In den Augen von Visser ’t Hooft war die gesamte Abrüstungskonferenz von einer wunderlichen Mischung aus Idealismus und Kurzsichtigkeit geprägt sowie von einer echten, aber auch naiven Sehnsucht nach Frieden. Dominierend war freilich eine zynische Machtpolitik, bei der Eigeninteresse und ein technisches Abwägen der balance of power im Vordergrund standen. Aus den vielen Demonstrationen von Idealisten, Pazifisten und Internationalisten, die er durch Genf ziehen sah, sprach etwas Trauriges und Hilfloses. Er war beeindruckt von den Reden des Schweizer Politikers Giuseppe Motta und des irischen Präsidenten Éamon de Valera, die sich im Zusammenhang mit dem Beitritt der Sowjetunion zum Völkerbund für die weltweite Religionsfreiheit einsetzten. Aber viel erreichten sie nicht. Visser ’t Hooft selbst trat während der Friedensverhandlungen als Korrespondent für das amerikanische Magazin The Christian Century auf.76 Zusätzlich veröffentlichte er auch in seiner eigenen Zeitschrift, The Student World, Beiträge und ermutigte die Studenten, mitzudenken. Im ersten Quartal 1932 brachte The Student World eine Themenausgabe zum Thema Abrüstung. Visser ’t Hooft kritisierte einen naiven Pazifismus, der oft mit der christlichen Unterstützung des Völkerbundes in Verbindung gebracht wurde. Im Gegensatz zu den Demonstrationen und Protesten versuchte er durch den WSCF, eine realistischere Stimme hören zu lassen. Bei der Eröffnung konnte der WSCF trotz interner Meinungsverschiedenheiten zusammen mit sechs anderen internationalen christlichen Organisationen eine Erklärung durch Joachim Müller, Autor des deutschen Beitrags, vorlesen lassen. Für ein paar Monate gelang es dem WSCF, den konstruktiven Ton beizubehalten. Aber schon bald wendeten sich die meisten Studenten ab. Visser ’t Hooft machte ihnen keine Vorwürfe. Er sah die Schuld bei den Delegierten und ihrer mangelnden Bereitschaft, sich in die psychischen Empfindlichkeiten anderer Nationen hineinzuversetzen und sich darüber zu informieren.77 Tatsächlich bestand die gesamte Konferenz aus einer langen Reihe von Monologen. Nur wenige Teilnehmer traten als verantwortliche Staatsmänner auf. Für Visser ’t Hooft waren es vor allem Funktionäre, für die die Welt heute endlos weiter zu existieren schien, und die nicht begriffen, dass ihr Scheitern wieder zum Krieg führen würde. Trotzdem verfolgte er die Diskussionen weiterhin aufmerksam und berichtete im Juli 1932 seinen WSCF-Kontakten:

»Diese Delegierten wünschen sich keinen Moment lang den Krieg, in den sie die Welt aber hinein gleiten lassen. Es ist eine ernüchternde Vorstellung, dass diese Gruppe sehr humaner und anständiger Menschen für den nächsten Krieg, wenn er kommt, verantwortlich sein wird.«78

Visser ’t Hooft zweifelte nicht daran, dass sich die Welt langsam, aber sicher in Richtung eines neuen großen Krieges bewegte und sah dafür Zeichen: Im September 1931 war Japan in die Mandschurei eingefallen; am 28. Januar 1932 war Shanghai an der Reihe.

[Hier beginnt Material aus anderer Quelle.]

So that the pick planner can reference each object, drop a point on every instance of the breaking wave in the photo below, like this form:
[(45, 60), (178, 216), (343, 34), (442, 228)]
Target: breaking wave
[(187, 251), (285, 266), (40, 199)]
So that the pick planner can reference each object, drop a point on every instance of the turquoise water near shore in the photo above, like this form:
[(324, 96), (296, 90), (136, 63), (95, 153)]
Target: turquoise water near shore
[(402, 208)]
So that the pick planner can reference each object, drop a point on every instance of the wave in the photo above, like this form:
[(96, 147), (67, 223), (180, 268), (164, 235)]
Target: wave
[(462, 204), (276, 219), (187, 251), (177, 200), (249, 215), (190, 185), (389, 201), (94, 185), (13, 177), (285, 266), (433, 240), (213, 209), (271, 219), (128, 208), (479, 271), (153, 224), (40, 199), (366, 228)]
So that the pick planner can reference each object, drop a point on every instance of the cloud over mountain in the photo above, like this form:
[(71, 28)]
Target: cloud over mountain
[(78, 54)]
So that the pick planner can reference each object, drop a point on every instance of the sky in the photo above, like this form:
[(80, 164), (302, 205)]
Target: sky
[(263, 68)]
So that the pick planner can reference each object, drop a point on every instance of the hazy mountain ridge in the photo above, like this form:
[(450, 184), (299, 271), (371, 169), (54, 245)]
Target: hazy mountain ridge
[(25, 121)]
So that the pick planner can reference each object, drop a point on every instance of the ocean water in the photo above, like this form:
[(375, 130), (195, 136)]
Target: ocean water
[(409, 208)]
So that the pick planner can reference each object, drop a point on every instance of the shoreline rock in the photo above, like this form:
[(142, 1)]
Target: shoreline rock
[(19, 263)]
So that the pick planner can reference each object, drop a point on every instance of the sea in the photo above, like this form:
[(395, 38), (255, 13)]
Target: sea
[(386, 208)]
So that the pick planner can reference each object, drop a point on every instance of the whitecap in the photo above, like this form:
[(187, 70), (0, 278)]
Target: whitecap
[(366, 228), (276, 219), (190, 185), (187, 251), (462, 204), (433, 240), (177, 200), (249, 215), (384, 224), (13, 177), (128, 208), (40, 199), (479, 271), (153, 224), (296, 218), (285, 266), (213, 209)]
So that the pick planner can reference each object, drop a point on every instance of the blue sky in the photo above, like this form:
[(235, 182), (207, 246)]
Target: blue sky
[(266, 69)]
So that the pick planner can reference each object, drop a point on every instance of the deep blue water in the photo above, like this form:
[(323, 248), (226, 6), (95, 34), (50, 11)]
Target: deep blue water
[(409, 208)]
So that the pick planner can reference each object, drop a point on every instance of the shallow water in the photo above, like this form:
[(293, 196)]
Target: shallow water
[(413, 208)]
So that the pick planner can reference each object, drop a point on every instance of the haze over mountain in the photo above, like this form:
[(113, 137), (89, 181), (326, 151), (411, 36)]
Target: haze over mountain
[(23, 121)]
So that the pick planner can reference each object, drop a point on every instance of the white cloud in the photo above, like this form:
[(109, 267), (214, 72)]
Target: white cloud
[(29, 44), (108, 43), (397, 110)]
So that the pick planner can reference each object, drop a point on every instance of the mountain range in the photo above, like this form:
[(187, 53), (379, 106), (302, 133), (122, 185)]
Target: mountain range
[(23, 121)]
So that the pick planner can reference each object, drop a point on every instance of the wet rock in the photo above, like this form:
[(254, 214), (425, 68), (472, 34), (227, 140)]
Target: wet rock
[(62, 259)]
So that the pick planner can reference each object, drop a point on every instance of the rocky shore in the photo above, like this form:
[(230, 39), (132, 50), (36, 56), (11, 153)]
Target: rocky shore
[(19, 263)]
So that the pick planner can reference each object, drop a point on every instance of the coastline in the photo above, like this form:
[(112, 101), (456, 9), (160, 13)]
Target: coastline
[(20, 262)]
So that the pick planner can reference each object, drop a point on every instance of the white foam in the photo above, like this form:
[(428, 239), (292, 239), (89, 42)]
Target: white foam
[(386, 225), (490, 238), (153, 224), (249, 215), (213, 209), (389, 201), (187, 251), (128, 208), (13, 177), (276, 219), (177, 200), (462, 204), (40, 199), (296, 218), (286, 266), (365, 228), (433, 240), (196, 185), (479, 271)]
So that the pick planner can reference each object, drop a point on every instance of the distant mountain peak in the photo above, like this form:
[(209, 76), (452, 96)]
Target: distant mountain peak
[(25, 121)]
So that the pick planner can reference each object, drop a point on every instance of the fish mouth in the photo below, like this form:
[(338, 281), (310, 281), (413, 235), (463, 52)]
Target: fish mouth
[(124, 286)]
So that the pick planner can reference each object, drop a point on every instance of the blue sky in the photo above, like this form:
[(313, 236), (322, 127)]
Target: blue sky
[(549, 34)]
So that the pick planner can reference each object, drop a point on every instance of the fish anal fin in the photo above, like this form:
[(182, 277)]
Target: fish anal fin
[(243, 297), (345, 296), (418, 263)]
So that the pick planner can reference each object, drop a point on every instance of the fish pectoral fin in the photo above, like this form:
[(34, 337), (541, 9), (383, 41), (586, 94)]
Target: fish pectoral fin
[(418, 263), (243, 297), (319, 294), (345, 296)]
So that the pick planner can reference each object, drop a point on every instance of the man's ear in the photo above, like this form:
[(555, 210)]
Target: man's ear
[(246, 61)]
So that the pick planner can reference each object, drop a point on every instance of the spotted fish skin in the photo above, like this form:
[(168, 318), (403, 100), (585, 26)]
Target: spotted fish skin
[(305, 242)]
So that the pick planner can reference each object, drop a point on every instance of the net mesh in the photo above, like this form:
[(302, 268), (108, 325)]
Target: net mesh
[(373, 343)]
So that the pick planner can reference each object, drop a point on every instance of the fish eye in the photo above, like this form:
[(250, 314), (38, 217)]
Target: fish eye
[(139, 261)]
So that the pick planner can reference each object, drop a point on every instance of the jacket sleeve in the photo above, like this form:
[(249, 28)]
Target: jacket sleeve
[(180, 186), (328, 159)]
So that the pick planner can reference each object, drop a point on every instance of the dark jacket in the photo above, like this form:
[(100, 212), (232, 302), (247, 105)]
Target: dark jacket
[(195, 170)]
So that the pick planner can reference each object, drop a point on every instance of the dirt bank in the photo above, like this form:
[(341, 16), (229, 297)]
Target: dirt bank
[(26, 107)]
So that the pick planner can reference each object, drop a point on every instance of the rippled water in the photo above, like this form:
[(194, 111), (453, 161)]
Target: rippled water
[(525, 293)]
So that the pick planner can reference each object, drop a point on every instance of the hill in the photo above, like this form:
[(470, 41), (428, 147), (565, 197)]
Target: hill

»Man bekommt den Eindruck, dass nur sehr wenige Menschen merken, was hier los ist. Es scheint, dass die Zukunft sowohl des Völkerbundes als auch der Abrüstung weitgehend vom Ende dieses Konfliktes abhängt.«79

Über den Fortgang der Konferenz ließ sich Visser ’t Hooft von drei hochgeschätzten Experten informieren. Unmittelbar nachdem er 1924 nach Genf gekommen war, hatte er den Schweizer Anwalt und Völkerrechtsspezialisten Hans Max Huber (1874–1960) kennengelernt. Dieser wurde 1932 der wichtigste Schweizer Delegierte bei den Abrüstungsgesprächen. Huber war beruflich sehr erfolgreich: Seit 1922 war er Richter, von 1925 bis 1927 Präsident des Ständigen Gerichtshofs für Völkerrecht in Den Haag und seit 1928 Präsident des Internationalen Komitees vom Roten Kreuz, was er bis 1944 blieb. Die Beobachtung Hubers, dass die christlichen Politiker in den langwierigen Diskussionen ausdauernder waren als die anderen, freute Visser ’t Hooft. Neben Huber war seine zweite Informationsquelle über die Abrüstungsgespräche der britische Lord Robert Cecil, Viscount of Chelwood (1864–1958).80 Dieser konservative Politiker war vor dem Ersten Weltkrieg ein Befürworter der harten Linie der britischen Flottenblockade gegen Deutschland. Doch nach dem Krieg schloss er sich dem Friedenslager an. Er war einer der Architekten des Völkerbundes, ständiger Vertreter des Vereinigten Königreichs beim Völkerbund und wurde 1930 ein starker Verfechter der Abrüstung. Von ihm wurde Visser ’t Hooft 1931 gebeten, die Abrüstungsgespräche des Völkerbundes auf die Tagesordnung des WSCF zu setzen. Besonders enttäuschend für britische Studenten war, dass Lord Cecil zuletzt von seiner eigenen Regierung aus der offiziellen britischen Verhandlungsdelegation ausgeschlossen wurde, weil man ihn als zu idealistisch einschätzte. Danach schloss sich Cecil demonstrativ den Friedensaktivisten an. Die dritte Informationsquelle Visser ’t Hoofts war schließlich der britische Spezialist für internationale Beziehungen Alfred E. Zimmern (1879–1957), Altphilologe, Historiker und Politikwissenschaftler.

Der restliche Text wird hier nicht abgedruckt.